When you start making blanket statements about "you should always give
[something]," then maybe it should be contractual rather than an "unwritten
rule."

------
greenyoda
" _As a CEO it 's really hard to understand why an employee doesn't have the
same commitment._"

Seriously? Let me spell it out:

The CEO has a significant amount of stock, unlike most employees, so the
success of the company makes a big difference to the CEO. To the employees, it
might translate into less money than they can get by changing jobs.

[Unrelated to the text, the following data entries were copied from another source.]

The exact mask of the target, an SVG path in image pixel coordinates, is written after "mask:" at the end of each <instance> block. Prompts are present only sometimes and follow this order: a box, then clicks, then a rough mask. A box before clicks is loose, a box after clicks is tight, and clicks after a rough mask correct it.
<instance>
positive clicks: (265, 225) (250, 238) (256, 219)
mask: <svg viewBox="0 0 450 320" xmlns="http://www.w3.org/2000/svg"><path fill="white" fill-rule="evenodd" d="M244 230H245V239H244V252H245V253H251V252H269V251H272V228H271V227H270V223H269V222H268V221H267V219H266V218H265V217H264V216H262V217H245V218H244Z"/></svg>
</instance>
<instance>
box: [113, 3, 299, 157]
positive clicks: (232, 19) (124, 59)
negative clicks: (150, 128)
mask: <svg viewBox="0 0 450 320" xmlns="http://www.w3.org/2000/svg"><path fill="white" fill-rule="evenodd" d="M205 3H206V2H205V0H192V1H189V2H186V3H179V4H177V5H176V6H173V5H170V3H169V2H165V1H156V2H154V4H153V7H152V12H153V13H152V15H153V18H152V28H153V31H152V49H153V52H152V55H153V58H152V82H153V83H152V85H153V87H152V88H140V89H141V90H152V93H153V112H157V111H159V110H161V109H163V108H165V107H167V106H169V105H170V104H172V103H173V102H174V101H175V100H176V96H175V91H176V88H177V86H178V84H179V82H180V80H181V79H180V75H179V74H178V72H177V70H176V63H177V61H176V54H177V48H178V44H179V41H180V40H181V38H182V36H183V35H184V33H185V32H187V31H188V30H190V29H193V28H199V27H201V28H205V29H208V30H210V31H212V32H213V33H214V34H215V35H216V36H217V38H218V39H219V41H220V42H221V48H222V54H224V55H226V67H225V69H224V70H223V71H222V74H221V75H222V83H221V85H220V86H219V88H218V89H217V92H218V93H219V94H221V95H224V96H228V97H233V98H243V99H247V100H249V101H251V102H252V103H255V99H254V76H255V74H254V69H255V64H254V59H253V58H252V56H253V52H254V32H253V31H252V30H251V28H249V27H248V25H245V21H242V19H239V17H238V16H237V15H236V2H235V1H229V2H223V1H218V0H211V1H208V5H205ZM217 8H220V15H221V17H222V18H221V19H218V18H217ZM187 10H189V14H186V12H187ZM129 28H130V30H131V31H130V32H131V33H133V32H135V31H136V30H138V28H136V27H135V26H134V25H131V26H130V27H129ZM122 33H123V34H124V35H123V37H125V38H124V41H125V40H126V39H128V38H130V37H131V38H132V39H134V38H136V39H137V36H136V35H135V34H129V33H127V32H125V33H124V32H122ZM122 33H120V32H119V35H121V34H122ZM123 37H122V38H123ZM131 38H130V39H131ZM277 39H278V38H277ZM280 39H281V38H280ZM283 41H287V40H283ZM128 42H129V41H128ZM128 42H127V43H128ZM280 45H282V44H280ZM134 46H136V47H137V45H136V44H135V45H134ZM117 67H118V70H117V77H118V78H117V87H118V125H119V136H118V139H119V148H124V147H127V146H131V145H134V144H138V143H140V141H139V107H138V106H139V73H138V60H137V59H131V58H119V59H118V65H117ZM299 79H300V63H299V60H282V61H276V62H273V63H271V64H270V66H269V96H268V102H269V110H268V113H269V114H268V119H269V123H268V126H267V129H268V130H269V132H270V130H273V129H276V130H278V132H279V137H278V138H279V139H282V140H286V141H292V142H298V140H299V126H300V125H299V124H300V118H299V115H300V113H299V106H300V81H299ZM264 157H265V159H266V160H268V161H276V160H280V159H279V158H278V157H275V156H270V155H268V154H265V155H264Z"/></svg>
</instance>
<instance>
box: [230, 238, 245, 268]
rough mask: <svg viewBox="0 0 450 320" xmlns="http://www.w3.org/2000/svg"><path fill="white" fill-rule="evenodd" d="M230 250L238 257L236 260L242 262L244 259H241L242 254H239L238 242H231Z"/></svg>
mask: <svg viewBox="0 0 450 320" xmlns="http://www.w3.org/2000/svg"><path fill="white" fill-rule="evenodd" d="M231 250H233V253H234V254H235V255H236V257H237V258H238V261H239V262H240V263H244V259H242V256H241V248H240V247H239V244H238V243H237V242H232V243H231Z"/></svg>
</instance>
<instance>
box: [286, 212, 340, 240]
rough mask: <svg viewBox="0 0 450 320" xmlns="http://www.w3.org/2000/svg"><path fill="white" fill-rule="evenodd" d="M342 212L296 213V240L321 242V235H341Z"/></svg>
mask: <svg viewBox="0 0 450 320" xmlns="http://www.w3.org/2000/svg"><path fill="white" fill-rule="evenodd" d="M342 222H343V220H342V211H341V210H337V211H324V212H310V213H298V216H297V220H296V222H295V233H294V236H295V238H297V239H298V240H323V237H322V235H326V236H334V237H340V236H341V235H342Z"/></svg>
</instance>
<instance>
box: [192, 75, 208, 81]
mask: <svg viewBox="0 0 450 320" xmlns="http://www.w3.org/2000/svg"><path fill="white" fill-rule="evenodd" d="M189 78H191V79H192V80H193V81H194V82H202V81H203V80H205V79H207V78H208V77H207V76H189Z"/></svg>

And to the employees, it feels like _they_ have more commitment than the CEO.
As jwz pointed out[1], the employees sleep under their desks but the CEO goes
home at night.

[1] [http://www.jwz.org/blog/2011/11/watch-a-vc-use-my-name-to-
se...](http://www.jwz.org/blog/2011/11/watch-a-vc-use-my-name-to-sell-a-con)

------
nieve
Oddly enough the original question is what a CEO can do, but after discussion
how hard it is for the CEO emotionally the all of the specific advice is aimed
to the valuable employee who's leaving. I'm not clear on how exactly the post
author missed the point of the question so impressively and then submitted it
here - perhaps he couldn't think of anything else to write in response? The
tips for the employee are good, though a bit patronizing and basic, but it's
not exactly very useful to a CEO. I've been on both sides of that table
(though as manager for the employee who was leaving, not CEO) and post that
actually answered the question would have been more than welcome. It's usually
too late to keep the employee when they're resigning, but there's often some
room for a positive relationship when they leave. In my experience keeping up
morale, keeping a potentially valuable contact (you wanted to them for some
reason, right?) available, avoiding a reputation hit with other potential
hires & partners, and maybe being able to tap them for tribal knowledge or the
occasional bit of consulting is well worth a lot of effort for the CEO. How
you do that tends to be a bit less clear...

------
nikatwork
> _As a CEO it 's really hard to understand why an employee doesn't have the
> same commitment._

Oh lawdamercy, cry me a river. Getting a new job is a PITA, and most employees
aren't going to jump without very strong reasons.

    
    
      1. they got another offer to good to refuse. You should be happy for them. 
      2. the company does not feel financially stable. That's your fault, bubs.
      3. they're being treated badly or morale has flatlined -
         that's definitely your fault, twinkletoes.
    

This article is essentially telling the departing employee to bend over, for
free. Good one.

Here's some _better_ advice to a CEO:

    
    
      1. don't take it personally
      2. give the employee an opportunity for an exit interview *with you*. 
         Don't fob the job off onto some underling. 
         While some departing staff will decline as they don't want to 
         burn imaginary bridges, most passionate staff will give you an 
         unvarnished look at the company.
      3. talk to other seniors in the company and try to determine if the 
         problem is individual or systemic.

------
a3n
Two weeks, unless you have an exceptional relationship with the company. If
you aren't _sure_ your relationship is exceptional, then it isn't, so don't
worry about it.

You'll be forgotten in three weeks.

------
RougeFemme
For those who periodically ask why a start-up needs someone with HR skills,
here's a good example. While the HR person may not be _needed_ , the HR person
can handle things like release forms, exit interviews, care and feeding of the
remaining employees, etc. -- the first 2 may not be required, but "care and
feeding" certainly is.

Some CEOs can handle this, but most probably can't, due to time or
temperament. Some companies may not need this, but most probably do. . .at
least to help with the initial shock and/or readjustment(s).

------
Suro
I'm in France right now and the usual legal notice here is a ... 3 month
notice. This is a double edged sword: unless common agreement, the employer
have to pay the employee 3 month (and if asked, the employee has to stay at
work), but it gives him the time to replace it properly. I won't go in detail
to the different legal issues for each case, but it avoids these kind of
problem for startups (and create others).